Quando eu tinha em torno de cinco para seis anos, o meu pai acordava às três e meia da manhã para ir trabalhar. Em nome da independência da sua casinha própria, havia escolhido para morar um bairro recém criado numa cidade afastada da Capital, onde era o seu trabalho. Caminhava pela madrugada cerca de trinta minutos até o ponto de ônibus mais próximo, meia hora depois pegava um trem que desembocava na estação do Brás, para depois chegar até a estação da Luz. Seu caminho era iluminado pela determinação em não pagar aluguel. Na volta para casa dava uma passadinha no boteco do Seu Osmar, onde deixava parte de sua tensão diária antes de jantar. Eu só o veria na manhã seguinte, refletido na barra de wafer comprada no vagão do trem e deixada sobre o criado-mudo.

O Seu Juvenal trabalhava como pedreiro, havia chegado ao bairro antes do meu pai. Sua casinha era um cômodo só, um quadrado de quatro por quatro, num terreno de duzentos e cinqüenta metros quadrados, onde morava com quatros filhas e a esposa. Não era homem que bebia e freqüentava a pequena igreja evangélica. Era possível vê-lo à noite na rua bem vestido com seu paletó azul marinho, sua calça marrom e seu sapato Vulcabrás doado pelo patrão de alguma empreitada, segurando a bíblia embaixo do braço indo em direção ao culto. Sua luta contínua era renovar a fé para preencher seis pratos de comida diariamente.

Seu Didi era caminhoneiro, ficava longas semanas longe da família. Tinha duas meninas e um menino. Entre as meninas era mais apegado a mais velha, enquanto a segunda guardava os carinhos mais para a mãe. Adorava uma moda de viola genuína, com sabor de galinha caipira e cheiro de cuscuz recente. Nos raros fins de semana que conseguia separar para ficar no bairro, lotava a venda do Jurandir (homem ganancioso e egoísta, eterno candidato fracassado a vereador) acompanhado do violão e do seu filho. Era feita uma roda em volta dos dois onde os clássicos caipiras e seus dramas quase épicos eram revividos. Sua recompensa consistia em ter o copo constantemente abastecido de conhaque com sal e limão, para que a voz não o abandonasse.
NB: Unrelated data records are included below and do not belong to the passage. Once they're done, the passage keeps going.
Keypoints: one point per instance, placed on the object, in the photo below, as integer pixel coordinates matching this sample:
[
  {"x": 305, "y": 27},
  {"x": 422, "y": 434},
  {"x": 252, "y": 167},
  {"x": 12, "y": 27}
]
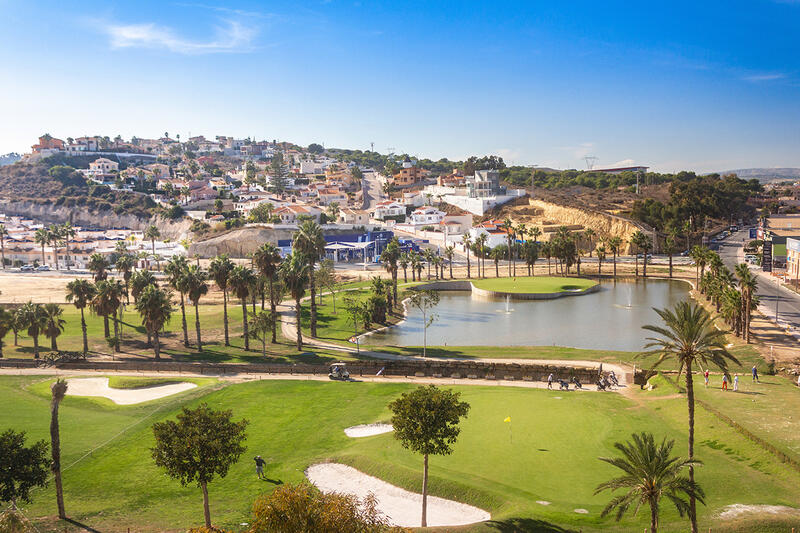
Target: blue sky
[{"x": 675, "y": 85}]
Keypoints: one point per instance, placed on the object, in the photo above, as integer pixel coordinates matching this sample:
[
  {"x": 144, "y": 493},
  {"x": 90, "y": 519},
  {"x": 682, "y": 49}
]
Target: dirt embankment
[
  {"x": 549, "y": 216},
  {"x": 50, "y": 214}
]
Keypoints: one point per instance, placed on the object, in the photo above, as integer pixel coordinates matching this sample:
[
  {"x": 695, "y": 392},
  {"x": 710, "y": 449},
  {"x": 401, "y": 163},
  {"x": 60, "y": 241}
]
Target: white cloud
[{"x": 233, "y": 37}]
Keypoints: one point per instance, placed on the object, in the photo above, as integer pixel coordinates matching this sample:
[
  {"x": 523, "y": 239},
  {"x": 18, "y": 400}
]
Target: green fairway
[
  {"x": 534, "y": 285},
  {"x": 551, "y": 456}
]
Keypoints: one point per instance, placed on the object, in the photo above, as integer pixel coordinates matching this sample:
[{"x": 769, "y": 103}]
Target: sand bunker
[
  {"x": 736, "y": 510},
  {"x": 99, "y": 387},
  {"x": 401, "y": 507},
  {"x": 367, "y": 430}
]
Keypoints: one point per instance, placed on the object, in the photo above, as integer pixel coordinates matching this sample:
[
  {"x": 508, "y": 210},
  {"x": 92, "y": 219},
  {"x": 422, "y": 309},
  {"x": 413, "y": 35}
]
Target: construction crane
[{"x": 590, "y": 161}]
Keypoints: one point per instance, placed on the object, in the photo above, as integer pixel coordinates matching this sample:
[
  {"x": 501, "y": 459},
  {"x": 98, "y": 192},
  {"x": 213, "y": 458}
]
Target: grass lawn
[
  {"x": 534, "y": 285},
  {"x": 557, "y": 438}
]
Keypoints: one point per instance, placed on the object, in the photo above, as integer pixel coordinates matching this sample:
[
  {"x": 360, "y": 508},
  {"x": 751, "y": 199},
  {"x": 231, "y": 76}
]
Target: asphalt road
[{"x": 770, "y": 293}]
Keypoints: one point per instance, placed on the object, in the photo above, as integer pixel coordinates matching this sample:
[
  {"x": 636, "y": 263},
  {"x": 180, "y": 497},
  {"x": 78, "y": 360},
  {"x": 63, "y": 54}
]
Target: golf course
[{"x": 531, "y": 473}]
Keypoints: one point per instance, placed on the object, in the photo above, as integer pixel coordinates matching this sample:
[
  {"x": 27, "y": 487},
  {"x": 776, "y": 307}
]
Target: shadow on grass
[{"x": 526, "y": 525}]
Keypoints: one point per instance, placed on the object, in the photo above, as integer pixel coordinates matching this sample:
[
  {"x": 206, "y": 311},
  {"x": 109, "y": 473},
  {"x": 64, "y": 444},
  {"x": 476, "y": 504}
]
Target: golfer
[{"x": 259, "y": 466}]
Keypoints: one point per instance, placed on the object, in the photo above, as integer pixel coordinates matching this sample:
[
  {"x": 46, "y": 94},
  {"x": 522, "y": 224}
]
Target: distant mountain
[
  {"x": 9, "y": 158},
  {"x": 766, "y": 174}
]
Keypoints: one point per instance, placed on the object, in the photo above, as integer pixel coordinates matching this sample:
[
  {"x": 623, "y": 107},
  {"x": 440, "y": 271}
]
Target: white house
[
  {"x": 388, "y": 208},
  {"x": 426, "y": 216}
]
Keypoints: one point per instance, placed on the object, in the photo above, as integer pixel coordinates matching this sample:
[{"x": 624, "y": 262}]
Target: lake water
[{"x": 610, "y": 319}]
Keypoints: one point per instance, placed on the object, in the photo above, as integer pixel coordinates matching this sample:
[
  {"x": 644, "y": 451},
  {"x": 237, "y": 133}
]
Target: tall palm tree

Seu Roberto era Palmeirense fanático. O ônibus que dirigia por cerca de doze horas por dia tinha uma toalha verde estendida atrás de seu banco, como manto a protegê-lo de todo mal. Mesmo nas raras folgas não descansava nunca, ou tava complementando algum detalhe à sua casa, ou tava ajudando algum vizinho em alguma construção pelo bairro. Era muito requisitado para furar poços, possuía um método quase que espírita para determinar o local ideal onde estaria a água. Ele cortava um graveto em forma de Y e de repente o paulzinho começava a se mexer, como um detector de caça-fantasmas. Determinado o ponto preciso da cirurgia, desenhava o círculo simétrico no chão e começava a cavar, como um joão-de-barro a moldar seu abrigo na árvore, depois passava a ferramenta para o dono da casa. Seu Roberto não descansava nunca, sua vitalidade era fortalecida na ajuda ao próximo.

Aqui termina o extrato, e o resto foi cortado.